Monitoring gene expression is important to optimize gene therapy protocols and ensure that the proper tissue distribution is achieved in clinical practice. We developed a noninvasive imaging system based on the expression of artificial antibody receptors to trap hapten-labeled imaging probes. Functional membrane-bound anti-dansyl antibodies (DNS receptor) were stably expressed on melanoma cells in vitro and in vivo. A bivalent (DNS)2-diethylenetriaminepentaacetic 111Indium probe specifically bound to cells that expressed DNS receptors but not control scFv receptors. Importantly, the 111In probe preferentially localized to DNS receptors but not control receptors on tumors in mice as assessed by gamma camera imaging. By 48 h after intravenous injection, the uptake of the probe in tumors expressing DNS receptors was 72 times greater than the amount of probe in the blood. This targeting strategy may allow noninvasive assessment of the location, extent and persistence of gene expression in living animals and in the clinic.

Hapten-directed targeting to single-chain antibody receptors.

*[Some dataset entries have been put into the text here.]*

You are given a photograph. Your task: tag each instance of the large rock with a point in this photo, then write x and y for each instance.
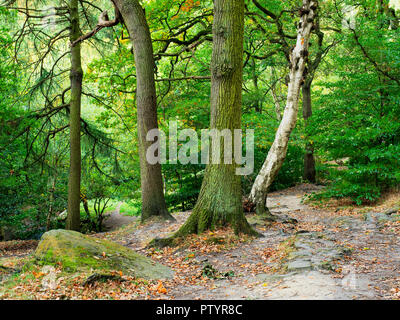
(75, 251)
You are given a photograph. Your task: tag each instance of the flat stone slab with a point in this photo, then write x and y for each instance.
(299, 265)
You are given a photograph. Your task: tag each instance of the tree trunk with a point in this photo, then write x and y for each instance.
(309, 161)
(220, 198)
(277, 153)
(76, 75)
(153, 201)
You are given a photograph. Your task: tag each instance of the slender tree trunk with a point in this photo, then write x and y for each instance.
(153, 201)
(277, 153)
(51, 201)
(76, 75)
(309, 161)
(220, 198)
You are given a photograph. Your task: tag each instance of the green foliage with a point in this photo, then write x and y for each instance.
(357, 115)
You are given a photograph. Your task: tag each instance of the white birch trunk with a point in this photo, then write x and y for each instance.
(278, 151)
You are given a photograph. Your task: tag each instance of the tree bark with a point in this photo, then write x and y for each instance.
(277, 153)
(153, 201)
(220, 198)
(309, 161)
(76, 75)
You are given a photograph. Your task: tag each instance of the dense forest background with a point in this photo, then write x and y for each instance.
(347, 137)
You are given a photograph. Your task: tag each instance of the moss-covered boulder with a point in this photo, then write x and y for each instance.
(75, 251)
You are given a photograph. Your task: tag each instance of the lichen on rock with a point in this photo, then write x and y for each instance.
(75, 251)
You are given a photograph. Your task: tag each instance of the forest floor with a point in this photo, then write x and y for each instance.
(335, 251)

Artificial recombinant receptors may be useful for selectively targeting imaging and therapeutic agents to sites of gene expression. To evaluate this approach, we developed transgenes to express highly on cells a single-chain antibody (scFv) against the hapten 4-ethoxymethylene-2-phenyl-2-oxazoline-5-one (phOx). A phOx enzyme conjugate was created by covalently attaching phOx molecules to polyethylene glycol (PEG)-modified β-glucuronidase. Cells expressing phOx scFv but not control scFv receptors were selectively killed after exposure to ß-glucuronidase derivatized with phOx and PEG (phOx-βG-PEG) and a glucuronide prodrug (p-hydroxy aniline mustard β-D-glucuronide, HAMG) of p-hydroxyaniline mustard. Targeted activation of HAMG produced bystander killing of receptor-negative cells in mixed populations containing as few as 10% phOx-receptor-positive cells. Functional phOx scFv receptors were stably expressed on B16-F1 melanoma tumors in vivo. Treatment of mice bearing established phOx-receptor-positive tumors with phOx-βG-PEG and HAMG significantly (P⩽.0005) suppressed tumor growth as compared with treatment with βG-PEG and HAMG or prodrug alone. phOx was unstable in the serum, suggesting alternative haptens may be more suitable for in vivo applications. Our results show that therapeutic agents can be targeted to artificial hapten receptors in vitro and in vivo. The expression of artificial receptors on target cells may allow preferential delivery of therapeutic or imaging molecules to sites of transgene expression.